You’re jumping steps. Consider a set of conventions optimized for loose coupling and exception safety. The rules go like this:

• R1: if A contains a B, then the constructor of A receives a fully constructed B (i.e. not “B’s construction dependencies”). Similarly, if B’s construction requires a C, it will receive a C, not C’s dependencies.

• R2: if a full chain of objects are required to construct an object, the chained construction is extracted/automated within a factory (function or class).

Code (std::move calls omitted for simplicity):

struct D { int dummy; };
struct C { D d; };
struct B { C c; }

struct A { B make_b(C c) {return B{c}; };

In such a system, “who creates D” is irrelevant, because when you call make_b, you need a C, not a D.

Client code:

A a; // factory instance

// construct a B instance:
D d;
C c {d};
B = a.make_b(c);

Here, D is created by the client code. Naturally, if this code is repeated more than once, you are free to extract it into a function (see R2 above):

B make_b_from_d(D& d) // you should probably inject A instance here as well
{
    C c {d};
    A a;
    return a.make_b(c);
}

There is a natural tendency to skip the definition of make_b (ignore R1), and write the code directly like this:

struct D { int dummy; };
struct C { D d; };
struct B { C c; }

struct A { B make_b(D d) { C c; return B{c}; }; // make B from D directly

In this case, you have the following problems:

• you have monolithic code; If you come to a situation in client code where you need to make a B from an existent C, you cannot use make_b. You will either need to write a new factory, or the definition of make_b, and all the client code using the old make_b.

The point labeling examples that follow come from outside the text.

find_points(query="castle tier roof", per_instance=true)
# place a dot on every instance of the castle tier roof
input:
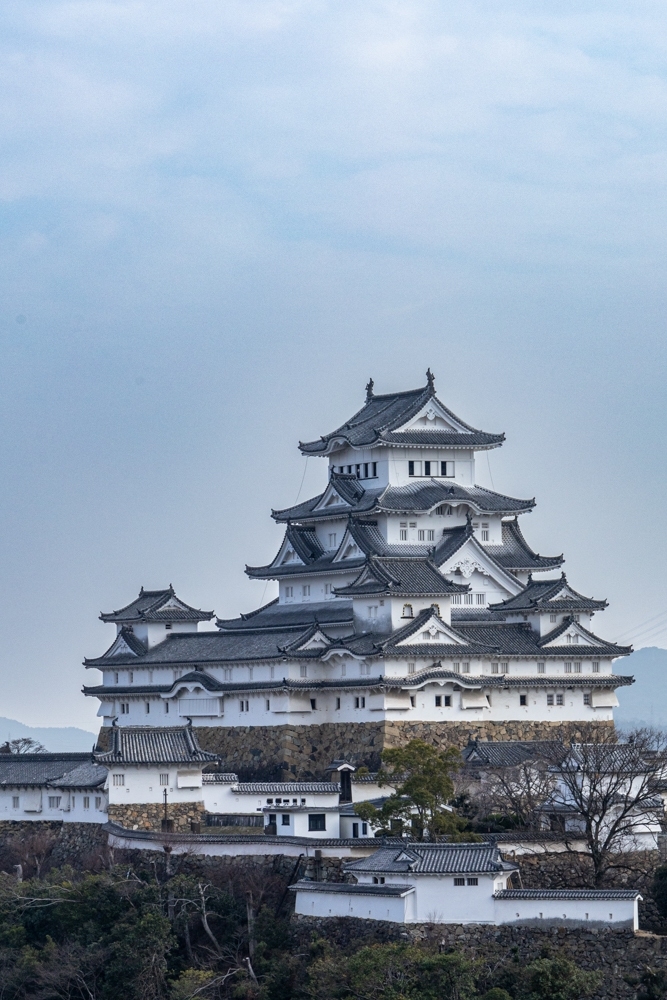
(401, 578)
(549, 595)
(421, 496)
(57, 770)
(515, 553)
(441, 859)
(155, 745)
(381, 422)
(157, 606)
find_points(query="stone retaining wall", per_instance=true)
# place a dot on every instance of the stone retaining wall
(149, 816)
(289, 751)
(614, 953)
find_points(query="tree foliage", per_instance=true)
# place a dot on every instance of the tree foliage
(421, 779)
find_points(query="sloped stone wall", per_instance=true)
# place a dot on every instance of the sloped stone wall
(272, 752)
(149, 816)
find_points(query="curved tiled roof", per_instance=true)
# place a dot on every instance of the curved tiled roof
(516, 554)
(420, 496)
(379, 420)
(149, 606)
(155, 745)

• Your view of dependencies is muddled when you look at the source: Now, by looking at the source you get to think that you need a D instance, when in fact you may just need a C.

Example:

void sub_optimal_solution(C& existent_c) {
    // you cannot create a B here using existent_C, because your A::make_b
    // takes a D parameter; B's construction doesn't actually need a D
    // but you cannot see that at all if you just have:
    // struct A { B make_b(D d); };
}

• The omission of struct A { B make_b(C c); } will greatly increase coupling: now A needs to know the definitions of both B and C (instead of just C). You also have restrictions on any client code using A, B, C and D, imposed on your project because you skipped a step in the definition of a factory method (R1).

TLDR: In short, do not pass the outermost dependency to a factory, but the closest ones. This makes your code robust, easily alterable, and renders the question you posed (“who creates D”) into an irrelevant question for the implementation of make_b (because make_b no longer receives a D but a more immediate dependency – C – and this is injected as a parameter of make_b).

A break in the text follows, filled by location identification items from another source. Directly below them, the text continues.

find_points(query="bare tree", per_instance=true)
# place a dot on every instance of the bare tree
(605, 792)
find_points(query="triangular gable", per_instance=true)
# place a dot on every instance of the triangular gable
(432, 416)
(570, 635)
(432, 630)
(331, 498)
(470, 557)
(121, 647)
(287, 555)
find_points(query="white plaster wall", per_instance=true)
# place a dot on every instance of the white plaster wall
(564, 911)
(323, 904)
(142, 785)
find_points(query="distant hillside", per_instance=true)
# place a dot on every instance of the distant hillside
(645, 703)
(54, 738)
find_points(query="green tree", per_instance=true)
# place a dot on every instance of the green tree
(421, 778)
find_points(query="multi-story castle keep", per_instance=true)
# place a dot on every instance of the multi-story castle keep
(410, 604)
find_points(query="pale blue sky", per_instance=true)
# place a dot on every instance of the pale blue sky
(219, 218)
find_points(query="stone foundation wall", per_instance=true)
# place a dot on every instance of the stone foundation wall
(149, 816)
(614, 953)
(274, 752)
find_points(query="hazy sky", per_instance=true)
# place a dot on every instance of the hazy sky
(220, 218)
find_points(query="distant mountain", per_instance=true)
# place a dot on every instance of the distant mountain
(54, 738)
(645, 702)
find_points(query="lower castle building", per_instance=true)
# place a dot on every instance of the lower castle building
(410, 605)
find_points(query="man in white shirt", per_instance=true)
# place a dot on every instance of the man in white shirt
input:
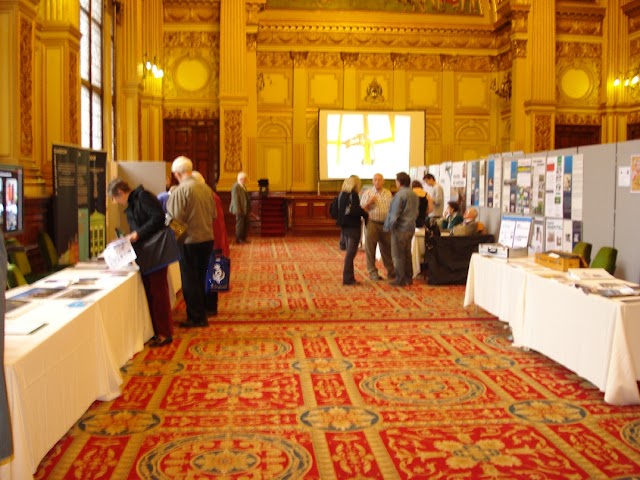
(438, 196)
(376, 202)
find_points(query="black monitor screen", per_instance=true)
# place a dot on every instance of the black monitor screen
(11, 194)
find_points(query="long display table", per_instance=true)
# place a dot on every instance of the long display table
(596, 337)
(55, 373)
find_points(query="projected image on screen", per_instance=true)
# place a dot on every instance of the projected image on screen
(365, 143)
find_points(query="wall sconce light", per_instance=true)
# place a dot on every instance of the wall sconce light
(630, 81)
(151, 68)
(504, 90)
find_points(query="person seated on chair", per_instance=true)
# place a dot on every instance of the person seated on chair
(425, 203)
(452, 216)
(469, 225)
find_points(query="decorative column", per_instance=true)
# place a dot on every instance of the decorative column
(237, 18)
(151, 97)
(617, 59)
(533, 47)
(448, 63)
(130, 56)
(18, 91)
(349, 89)
(300, 95)
(399, 80)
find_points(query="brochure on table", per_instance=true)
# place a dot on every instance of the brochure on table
(513, 240)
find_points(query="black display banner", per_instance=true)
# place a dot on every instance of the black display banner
(97, 202)
(65, 202)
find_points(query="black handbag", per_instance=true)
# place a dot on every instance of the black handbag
(157, 251)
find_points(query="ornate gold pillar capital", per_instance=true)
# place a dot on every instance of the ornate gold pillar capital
(299, 59)
(349, 59)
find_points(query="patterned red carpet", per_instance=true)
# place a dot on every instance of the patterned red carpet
(300, 377)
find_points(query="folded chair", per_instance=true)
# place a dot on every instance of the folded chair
(584, 250)
(606, 258)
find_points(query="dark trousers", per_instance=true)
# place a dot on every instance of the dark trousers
(352, 239)
(193, 270)
(242, 227)
(401, 254)
(157, 290)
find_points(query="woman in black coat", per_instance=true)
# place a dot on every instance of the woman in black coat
(349, 214)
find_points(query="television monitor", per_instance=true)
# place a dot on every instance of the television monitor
(367, 142)
(11, 198)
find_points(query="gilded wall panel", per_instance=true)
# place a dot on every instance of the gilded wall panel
(380, 37)
(433, 130)
(274, 126)
(578, 119)
(471, 131)
(424, 91)
(327, 60)
(233, 135)
(276, 88)
(542, 125)
(375, 90)
(424, 63)
(325, 89)
(191, 74)
(274, 60)
(472, 93)
(578, 81)
(578, 50)
(273, 162)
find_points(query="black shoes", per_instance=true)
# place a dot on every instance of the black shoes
(193, 325)
(156, 342)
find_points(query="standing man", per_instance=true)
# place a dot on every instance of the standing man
(376, 201)
(192, 203)
(145, 217)
(241, 207)
(438, 196)
(401, 222)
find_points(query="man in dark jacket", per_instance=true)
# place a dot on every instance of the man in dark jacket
(145, 217)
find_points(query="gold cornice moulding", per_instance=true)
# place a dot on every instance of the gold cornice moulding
(578, 50)
(569, 118)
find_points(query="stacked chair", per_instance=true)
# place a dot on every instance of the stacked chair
(606, 258)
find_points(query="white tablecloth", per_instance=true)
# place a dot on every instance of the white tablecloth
(54, 374)
(596, 337)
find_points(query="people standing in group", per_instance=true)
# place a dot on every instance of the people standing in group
(401, 222)
(452, 217)
(241, 207)
(469, 225)
(145, 217)
(220, 242)
(437, 197)
(349, 214)
(376, 201)
(192, 203)
(425, 203)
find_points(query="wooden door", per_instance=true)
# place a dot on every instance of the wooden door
(577, 135)
(197, 139)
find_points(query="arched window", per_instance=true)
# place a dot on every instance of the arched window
(91, 93)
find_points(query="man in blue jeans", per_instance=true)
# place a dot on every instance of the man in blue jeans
(401, 222)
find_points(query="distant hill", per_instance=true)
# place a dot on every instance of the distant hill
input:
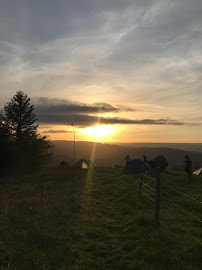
(196, 147)
(107, 155)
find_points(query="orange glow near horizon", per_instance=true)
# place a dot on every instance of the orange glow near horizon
(98, 131)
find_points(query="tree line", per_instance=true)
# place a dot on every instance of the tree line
(21, 145)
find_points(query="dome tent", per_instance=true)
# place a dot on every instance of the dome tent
(84, 164)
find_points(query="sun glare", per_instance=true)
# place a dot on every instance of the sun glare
(98, 131)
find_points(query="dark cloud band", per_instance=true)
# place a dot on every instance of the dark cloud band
(87, 120)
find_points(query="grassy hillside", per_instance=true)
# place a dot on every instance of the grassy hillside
(108, 155)
(94, 220)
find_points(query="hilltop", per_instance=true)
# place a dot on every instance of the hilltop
(108, 155)
(78, 219)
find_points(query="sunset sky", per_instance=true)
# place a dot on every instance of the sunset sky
(133, 66)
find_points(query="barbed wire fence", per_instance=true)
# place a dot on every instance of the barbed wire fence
(157, 198)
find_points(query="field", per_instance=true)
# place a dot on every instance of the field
(67, 219)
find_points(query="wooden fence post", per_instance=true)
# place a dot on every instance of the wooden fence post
(190, 172)
(157, 208)
(140, 186)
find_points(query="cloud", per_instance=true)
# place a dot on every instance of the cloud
(57, 131)
(89, 120)
(63, 106)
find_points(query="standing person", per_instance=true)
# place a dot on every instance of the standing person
(144, 158)
(127, 159)
(188, 164)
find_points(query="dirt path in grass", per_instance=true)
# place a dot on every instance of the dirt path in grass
(107, 229)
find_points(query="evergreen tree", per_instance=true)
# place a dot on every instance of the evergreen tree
(20, 118)
(19, 127)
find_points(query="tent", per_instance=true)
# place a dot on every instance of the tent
(84, 164)
(135, 166)
(198, 172)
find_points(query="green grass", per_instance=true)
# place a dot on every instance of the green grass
(94, 220)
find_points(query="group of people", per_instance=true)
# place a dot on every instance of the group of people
(187, 161)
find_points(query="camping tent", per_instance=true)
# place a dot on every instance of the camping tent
(135, 166)
(198, 172)
(84, 164)
(161, 162)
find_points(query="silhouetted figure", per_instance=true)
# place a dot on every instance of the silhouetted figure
(188, 164)
(144, 158)
(127, 159)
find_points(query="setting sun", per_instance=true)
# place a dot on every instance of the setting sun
(98, 131)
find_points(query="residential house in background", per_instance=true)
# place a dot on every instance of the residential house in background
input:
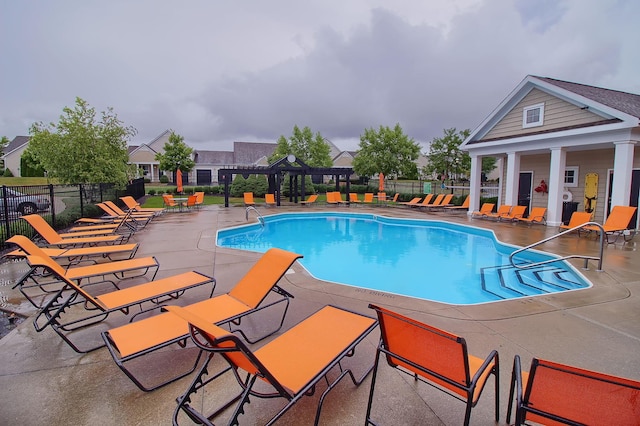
(13, 152)
(574, 137)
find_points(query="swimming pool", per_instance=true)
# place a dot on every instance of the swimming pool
(426, 259)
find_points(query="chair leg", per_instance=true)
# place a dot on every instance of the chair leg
(373, 385)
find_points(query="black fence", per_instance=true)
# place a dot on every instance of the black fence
(60, 205)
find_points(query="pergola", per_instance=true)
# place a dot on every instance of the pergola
(275, 172)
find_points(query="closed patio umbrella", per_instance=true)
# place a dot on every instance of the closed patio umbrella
(179, 181)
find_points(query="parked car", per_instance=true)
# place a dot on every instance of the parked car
(23, 203)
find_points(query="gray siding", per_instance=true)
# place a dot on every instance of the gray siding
(558, 114)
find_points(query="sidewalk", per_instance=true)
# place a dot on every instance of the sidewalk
(44, 382)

There is a DI framework for C++ (still under development AFAIK): Boost.DI.

There are some useful comments about the framework on reddit.

Who should be responsible for creating class D?

Every time the question like that pops up, it indicates a dependency to inject. The whole idea is to “delegate” responsibility outside of the object that seems to be having a problem figuring how to handle it.

Using your example, since class A doesn’t seem to possess sufficient “knowledge” to figure how to create D, you invert the control and expose this as a dependency needed for class A, by making it require a factory that knows how to create instances of class D.